Here's a good example. I gave an entire lecture on the cochlea for THREE DAYS. In my lecture (powerpoints) I had multiple pictures of the cochlea, which depicted the structures (including the basilar membrane, tectorial membrane, etc.) and she didn't understand that all the things I was talking about was all in the cochlea. She kept me literally for 2 hours one day, and at the end...she was like..."OH! So the basilar membrane is in the cochlea!"
Well duh. That's what the entire 3 days was about, and none of my other students had that problem. Or perhaps they took the time to look at the diagrams and photos. I know this is mean, but I don't want this student to do well on her exam.

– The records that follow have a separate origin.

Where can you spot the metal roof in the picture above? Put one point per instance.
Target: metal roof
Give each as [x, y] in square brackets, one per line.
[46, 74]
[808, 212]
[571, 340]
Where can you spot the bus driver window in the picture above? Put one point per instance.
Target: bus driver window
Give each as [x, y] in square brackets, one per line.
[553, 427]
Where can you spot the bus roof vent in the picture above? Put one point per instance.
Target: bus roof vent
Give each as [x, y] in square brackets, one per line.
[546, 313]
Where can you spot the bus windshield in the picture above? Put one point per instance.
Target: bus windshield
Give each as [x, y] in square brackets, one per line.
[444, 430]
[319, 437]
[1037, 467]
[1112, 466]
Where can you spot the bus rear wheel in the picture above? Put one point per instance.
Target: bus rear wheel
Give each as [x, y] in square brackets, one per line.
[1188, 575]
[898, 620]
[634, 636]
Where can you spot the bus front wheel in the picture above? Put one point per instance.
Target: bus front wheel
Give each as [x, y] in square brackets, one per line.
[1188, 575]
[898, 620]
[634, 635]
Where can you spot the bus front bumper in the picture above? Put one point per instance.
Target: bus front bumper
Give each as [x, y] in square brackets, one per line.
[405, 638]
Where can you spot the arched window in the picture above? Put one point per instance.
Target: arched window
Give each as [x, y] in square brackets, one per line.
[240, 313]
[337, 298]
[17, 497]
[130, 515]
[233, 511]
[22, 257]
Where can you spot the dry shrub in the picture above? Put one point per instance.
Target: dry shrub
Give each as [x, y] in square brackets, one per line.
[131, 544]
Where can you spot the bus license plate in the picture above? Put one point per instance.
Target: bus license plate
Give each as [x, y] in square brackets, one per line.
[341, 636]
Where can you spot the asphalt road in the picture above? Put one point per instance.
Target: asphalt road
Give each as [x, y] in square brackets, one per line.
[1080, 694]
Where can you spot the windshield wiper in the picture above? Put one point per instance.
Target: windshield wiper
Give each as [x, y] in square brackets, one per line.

Now I need to talk about happier topics, so I can go to sleep not feeling annoyed. Then I went to Joanns to pick up some knitting needles--the ones I needed are currently on another project, so I thought I'd just go ahead and get myself another pair. See, what happened is that I started a scarf for my SnB secret pal person, and picked it up...lost some of the stitches and my stitch marker for the beginning of the round fell off. I'm not about to count off hundreds of stitches again, so I am doing something different. I've started it already and I feel like I'm making progress. It's in a lovely shade, and the yarn is so nice and soft. It's definetely a unique pattern, and it's very easy (that is, I can watch TV and knit at the same time. Not that I have loads of time to do so--but tomorrow, I ought to be able to knit for a couple hours before heading off to work!)